Sänger oder besser Poetry Slam Rapper Jason Williamson und sein musikalischer Klangteppichausleger Andrew Fearn allerdings setzen den einstigen „No Future“ Resignationen ein markiges „Fuck The Establishment“ entgegen, beklagen nicht nur gesellschaftliche Zu-, Um- und Missstände im Empire, sondern machen Mut, zu widerstehen oder zumindest eben laut die Stimme zu erheben.

Die beiden streitbaren Herren sind Brüder im Geiste des großen britischen Musikrebellen Billy Bragg, der einst mit Gitarre und Stimme bewaffnet in den Songwriter-Kampf gegen die politische Klasse zog und ihr bis heute die Stirn bietet. Auch er inspiriert vom Punk und dem Impetus des Gegen-den-Strom-Singens.

So verlegen die Sleaford Mods seit Jahren den Speaker’s Corner vom Londoner Hyde Park in die Vorort-Pubs des Prekariats und mischen sich unters zornige Volk, deren Stimme sie sind. Mit Beats und Texten am Puls der Zeit, in denen das Herz für die Arbeiterklasse und die vom Wirtschaftswachstumswahn Abgehängten schlägt.

Der auf knackigem Elektropunk rasiermesserscharf die britischen Befindlichkeiten kritisierende Political Poetry Slam ist der Tritt in den Arsch des Raubtierkapitalimus, der die Menschen zerfleischt.

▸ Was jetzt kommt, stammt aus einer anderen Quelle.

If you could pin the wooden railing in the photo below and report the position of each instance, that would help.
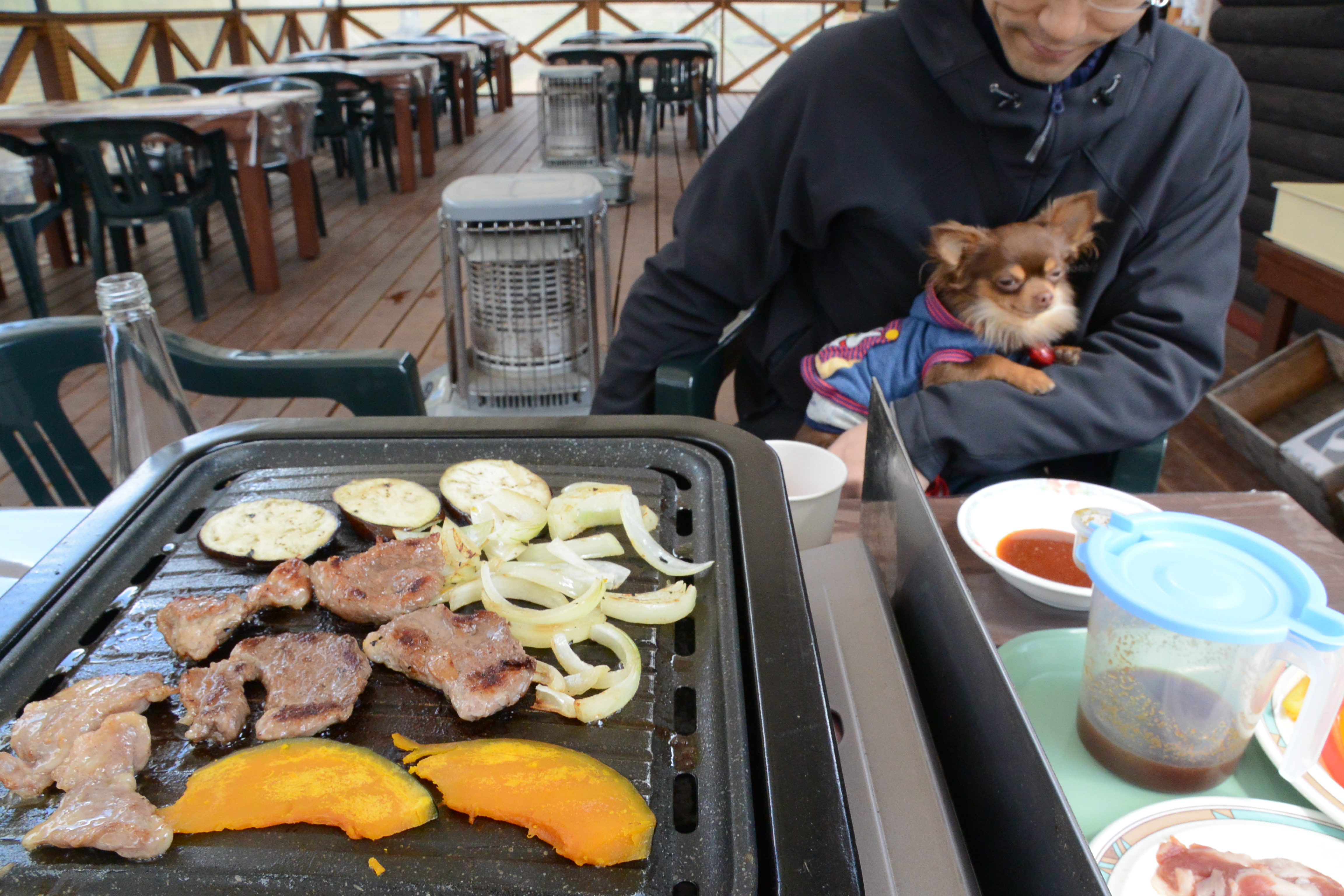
(50, 43)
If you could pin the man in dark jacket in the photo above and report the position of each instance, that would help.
(819, 203)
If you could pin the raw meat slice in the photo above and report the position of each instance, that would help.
(382, 584)
(101, 808)
(194, 626)
(472, 659)
(1203, 871)
(46, 731)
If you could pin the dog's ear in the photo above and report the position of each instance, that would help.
(1073, 218)
(952, 241)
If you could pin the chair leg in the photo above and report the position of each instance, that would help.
(185, 241)
(236, 228)
(386, 136)
(355, 147)
(120, 249)
(97, 248)
(205, 234)
(23, 246)
(318, 205)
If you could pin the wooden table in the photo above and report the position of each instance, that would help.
(405, 80)
(461, 60)
(1294, 280)
(245, 119)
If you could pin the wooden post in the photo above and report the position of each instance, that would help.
(237, 38)
(292, 23)
(53, 57)
(163, 53)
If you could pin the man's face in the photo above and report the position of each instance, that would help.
(1046, 39)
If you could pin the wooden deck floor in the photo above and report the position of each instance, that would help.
(377, 284)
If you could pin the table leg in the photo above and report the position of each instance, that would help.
(306, 207)
(425, 113)
(468, 101)
(1277, 327)
(405, 151)
(261, 240)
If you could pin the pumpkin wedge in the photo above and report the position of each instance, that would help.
(587, 811)
(304, 780)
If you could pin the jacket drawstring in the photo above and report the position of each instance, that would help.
(1057, 108)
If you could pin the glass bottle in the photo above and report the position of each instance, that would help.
(148, 407)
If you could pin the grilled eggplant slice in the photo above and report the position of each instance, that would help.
(470, 484)
(374, 508)
(268, 533)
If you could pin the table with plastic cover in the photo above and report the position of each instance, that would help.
(461, 60)
(406, 80)
(248, 121)
(1009, 613)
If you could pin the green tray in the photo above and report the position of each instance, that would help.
(1046, 668)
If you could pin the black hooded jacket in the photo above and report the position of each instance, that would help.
(819, 203)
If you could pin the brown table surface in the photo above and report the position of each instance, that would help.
(1009, 613)
(405, 80)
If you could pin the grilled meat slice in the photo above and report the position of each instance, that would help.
(287, 586)
(101, 808)
(213, 700)
(472, 659)
(42, 738)
(382, 584)
(312, 680)
(194, 626)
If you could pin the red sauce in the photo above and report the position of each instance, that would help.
(1045, 553)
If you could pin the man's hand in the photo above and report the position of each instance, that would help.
(850, 448)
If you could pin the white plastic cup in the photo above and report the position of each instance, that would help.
(814, 479)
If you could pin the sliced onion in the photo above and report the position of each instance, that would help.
(572, 612)
(557, 577)
(553, 700)
(654, 553)
(517, 516)
(603, 545)
(620, 686)
(593, 504)
(547, 675)
(652, 609)
(540, 637)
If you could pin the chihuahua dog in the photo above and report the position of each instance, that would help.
(994, 292)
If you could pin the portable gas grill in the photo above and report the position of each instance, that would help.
(729, 737)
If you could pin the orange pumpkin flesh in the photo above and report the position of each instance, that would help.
(587, 811)
(304, 780)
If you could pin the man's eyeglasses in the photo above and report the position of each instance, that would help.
(1126, 7)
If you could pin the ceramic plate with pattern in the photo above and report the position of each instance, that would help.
(1127, 851)
(1275, 730)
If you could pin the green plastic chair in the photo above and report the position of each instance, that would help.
(37, 355)
(690, 386)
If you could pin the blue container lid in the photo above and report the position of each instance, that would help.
(1210, 580)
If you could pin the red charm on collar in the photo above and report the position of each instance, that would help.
(1042, 355)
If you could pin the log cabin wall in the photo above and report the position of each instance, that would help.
(1292, 57)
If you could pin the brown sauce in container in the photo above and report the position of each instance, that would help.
(1045, 553)
(1174, 735)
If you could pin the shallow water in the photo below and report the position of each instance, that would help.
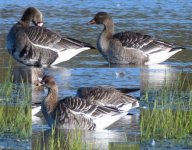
(168, 20)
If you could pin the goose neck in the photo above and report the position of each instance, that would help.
(51, 100)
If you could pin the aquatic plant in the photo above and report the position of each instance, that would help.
(168, 112)
(15, 106)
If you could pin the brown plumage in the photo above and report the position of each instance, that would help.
(89, 111)
(130, 47)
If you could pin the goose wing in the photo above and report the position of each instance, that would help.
(44, 38)
(105, 95)
(146, 43)
(76, 112)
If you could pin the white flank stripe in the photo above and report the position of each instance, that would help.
(161, 56)
(36, 110)
(106, 120)
(68, 54)
(46, 47)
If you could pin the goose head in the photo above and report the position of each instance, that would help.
(33, 15)
(101, 18)
(47, 81)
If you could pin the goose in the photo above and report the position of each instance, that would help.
(130, 47)
(38, 46)
(87, 112)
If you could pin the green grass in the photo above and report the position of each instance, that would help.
(15, 106)
(169, 112)
(60, 139)
(123, 146)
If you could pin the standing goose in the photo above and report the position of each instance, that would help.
(38, 46)
(76, 112)
(130, 47)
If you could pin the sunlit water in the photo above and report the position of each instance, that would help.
(170, 21)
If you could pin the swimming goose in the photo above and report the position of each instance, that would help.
(77, 112)
(130, 47)
(38, 46)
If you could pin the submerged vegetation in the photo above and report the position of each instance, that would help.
(168, 113)
(15, 106)
(60, 139)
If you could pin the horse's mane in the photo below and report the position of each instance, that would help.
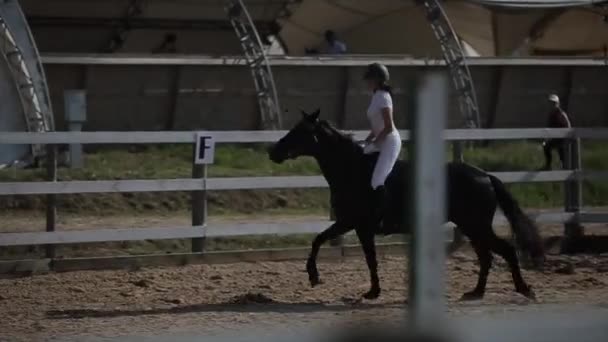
(345, 143)
(336, 133)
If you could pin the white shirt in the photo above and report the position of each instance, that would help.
(381, 99)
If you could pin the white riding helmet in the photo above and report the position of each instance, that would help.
(554, 98)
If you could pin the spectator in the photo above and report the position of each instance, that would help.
(557, 119)
(334, 46)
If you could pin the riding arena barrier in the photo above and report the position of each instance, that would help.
(572, 216)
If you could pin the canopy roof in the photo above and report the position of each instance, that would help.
(488, 27)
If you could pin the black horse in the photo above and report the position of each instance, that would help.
(473, 196)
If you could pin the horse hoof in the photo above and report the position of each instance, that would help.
(473, 295)
(372, 294)
(528, 293)
(315, 282)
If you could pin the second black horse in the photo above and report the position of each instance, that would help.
(473, 196)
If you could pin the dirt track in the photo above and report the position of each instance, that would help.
(212, 297)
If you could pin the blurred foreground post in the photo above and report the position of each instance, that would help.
(427, 302)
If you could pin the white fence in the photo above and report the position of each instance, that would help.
(573, 177)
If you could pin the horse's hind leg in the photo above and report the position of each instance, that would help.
(507, 251)
(330, 233)
(366, 237)
(485, 263)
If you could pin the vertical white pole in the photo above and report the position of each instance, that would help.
(429, 190)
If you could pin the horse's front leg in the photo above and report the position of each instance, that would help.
(366, 238)
(330, 233)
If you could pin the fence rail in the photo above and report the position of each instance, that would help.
(572, 214)
(245, 183)
(163, 137)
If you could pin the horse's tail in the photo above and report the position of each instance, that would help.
(526, 231)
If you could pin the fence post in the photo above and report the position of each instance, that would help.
(573, 230)
(427, 256)
(199, 205)
(51, 199)
(75, 116)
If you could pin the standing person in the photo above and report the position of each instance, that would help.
(383, 137)
(557, 118)
(333, 47)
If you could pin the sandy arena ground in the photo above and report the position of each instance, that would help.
(215, 298)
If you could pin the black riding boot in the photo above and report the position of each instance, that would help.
(379, 196)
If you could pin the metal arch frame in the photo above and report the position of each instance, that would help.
(21, 55)
(455, 59)
(256, 58)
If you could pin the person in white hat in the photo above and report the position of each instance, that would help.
(557, 118)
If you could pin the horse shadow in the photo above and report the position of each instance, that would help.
(226, 307)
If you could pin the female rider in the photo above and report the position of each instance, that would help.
(383, 137)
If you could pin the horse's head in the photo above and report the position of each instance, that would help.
(301, 140)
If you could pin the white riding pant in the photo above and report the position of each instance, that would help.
(389, 150)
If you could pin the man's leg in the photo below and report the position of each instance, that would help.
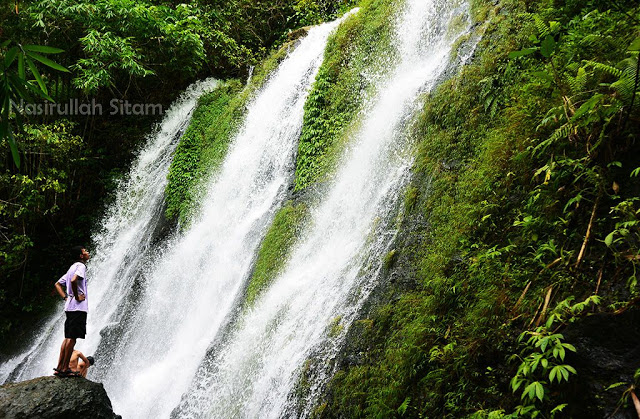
(61, 357)
(69, 344)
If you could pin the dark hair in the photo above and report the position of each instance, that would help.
(75, 252)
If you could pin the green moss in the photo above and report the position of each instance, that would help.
(204, 144)
(331, 110)
(275, 248)
(480, 229)
(201, 148)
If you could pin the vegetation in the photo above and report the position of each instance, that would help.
(275, 247)
(526, 174)
(58, 172)
(202, 148)
(521, 219)
(340, 87)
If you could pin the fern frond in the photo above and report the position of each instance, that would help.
(578, 83)
(591, 40)
(605, 68)
(541, 26)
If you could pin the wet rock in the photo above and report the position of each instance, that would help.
(55, 398)
(608, 352)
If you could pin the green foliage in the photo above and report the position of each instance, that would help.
(274, 248)
(115, 38)
(29, 198)
(340, 87)
(524, 193)
(543, 362)
(202, 148)
(15, 86)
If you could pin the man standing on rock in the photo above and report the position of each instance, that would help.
(72, 287)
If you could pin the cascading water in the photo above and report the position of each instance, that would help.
(254, 372)
(124, 238)
(190, 288)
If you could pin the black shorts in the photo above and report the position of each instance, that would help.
(75, 327)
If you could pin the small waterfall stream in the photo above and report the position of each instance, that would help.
(189, 290)
(123, 241)
(157, 309)
(332, 268)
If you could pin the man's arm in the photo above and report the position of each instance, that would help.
(60, 290)
(74, 287)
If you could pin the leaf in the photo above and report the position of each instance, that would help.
(21, 66)
(521, 53)
(543, 75)
(403, 407)
(11, 55)
(48, 62)
(43, 49)
(609, 239)
(559, 408)
(14, 149)
(539, 391)
(548, 46)
(38, 77)
(587, 106)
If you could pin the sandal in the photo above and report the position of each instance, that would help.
(61, 374)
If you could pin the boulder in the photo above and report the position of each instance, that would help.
(55, 398)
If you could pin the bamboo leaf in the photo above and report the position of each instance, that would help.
(47, 62)
(21, 73)
(521, 53)
(539, 391)
(548, 46)
(609, 239)
(11, 55)
(38, 77)
(43, 49)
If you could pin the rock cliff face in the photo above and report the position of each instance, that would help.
(55, 398)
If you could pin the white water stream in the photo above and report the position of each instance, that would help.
(123, 240)
(331, 271)
(155, 315)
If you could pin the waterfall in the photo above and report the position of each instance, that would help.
(124, 238)
(188, 292)
(255, 370)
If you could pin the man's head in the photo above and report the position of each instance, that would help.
(79, 254)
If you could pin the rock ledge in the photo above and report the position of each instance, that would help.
(55, 398)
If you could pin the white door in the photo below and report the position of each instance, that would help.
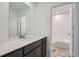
(62, 27)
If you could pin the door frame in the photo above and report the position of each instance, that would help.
(72, 40)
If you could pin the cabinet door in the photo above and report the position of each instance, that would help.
(32, 46)
(18, 53)
(30, 54)
(38, 52)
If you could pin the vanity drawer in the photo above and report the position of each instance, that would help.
(16, 53)
(32, 46)
(44, 40)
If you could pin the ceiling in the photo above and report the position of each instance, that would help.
(19, 6)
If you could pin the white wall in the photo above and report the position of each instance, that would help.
(61, 27)
(13, 22)
(4, 22)
(76, 28)
(43, 22)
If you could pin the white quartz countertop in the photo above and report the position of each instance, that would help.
(12, 45)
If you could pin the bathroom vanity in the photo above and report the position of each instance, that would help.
(24, 48)
(21, 42)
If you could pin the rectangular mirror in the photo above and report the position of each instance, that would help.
(19, 14)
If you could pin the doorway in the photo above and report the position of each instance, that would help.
(62, 31)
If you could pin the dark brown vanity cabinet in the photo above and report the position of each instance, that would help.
(35, 49)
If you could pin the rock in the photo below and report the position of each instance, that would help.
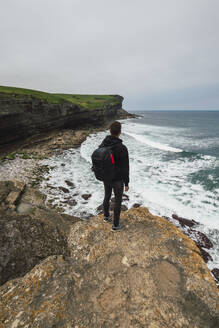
(215, 272)
(184, 222)
(70, 184)
(12, 197)
(71, 202)
(10, 193)
(124, 208)
(28, 115)
(65, 190)
(86, 196)
(136, 205)
(200, 238)
(24, 208)
(148, 275)
(25, 241)
(125, 197)
(205, 255)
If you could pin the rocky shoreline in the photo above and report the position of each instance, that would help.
(60, 271)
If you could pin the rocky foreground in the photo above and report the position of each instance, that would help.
(59, 271)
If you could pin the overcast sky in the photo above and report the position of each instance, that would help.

Wenn Williamson seine galligen Stakkatoverbalsalven abfeuert, bleibt kein Stein auf dem anderen. Obwohl er sich diesmal sogar zu zwar wenigen, aber doch richtigen Gesangseinlagen hinreißen lässt.

Ansonsten bleibt es bei stimmlicher Wutglut, pumpenden Bässen, knochentrockenen Beats und wohldosierter, effektiver Elektronik, die auch „Eton Alive“ wieder vorantreibt wie ein wildes Pferd, das jeden aus dem Sattel wirft, der es sich auf Kosten anderer zu gemütlich macht im United Kingdom.

Gut so! Die Mods sind musikalischer Tacheles, sind der Pranger, an dem das politische, gesellschaftliche und wirtschaftliche Versagen steht, sind das Salz in den Wunden des Brexit. Und so prügelt sich dieser deftige Pöbelpunk durch die britische Disasterdisco, bis die Lichter ausgehen auf der dauerkriselnden Insel der investmentseligen Zocker.

Mag sein, dass die Titanic untergeht, die Sleaford Mods werden die letzten an Bord sein, die das Unheil beklagen und allein den ertrinkenden Arbeitern Rettungsringe zuwerfen. Alle anderen können im Eiswasser ihrer Herzenskälte ersaufen.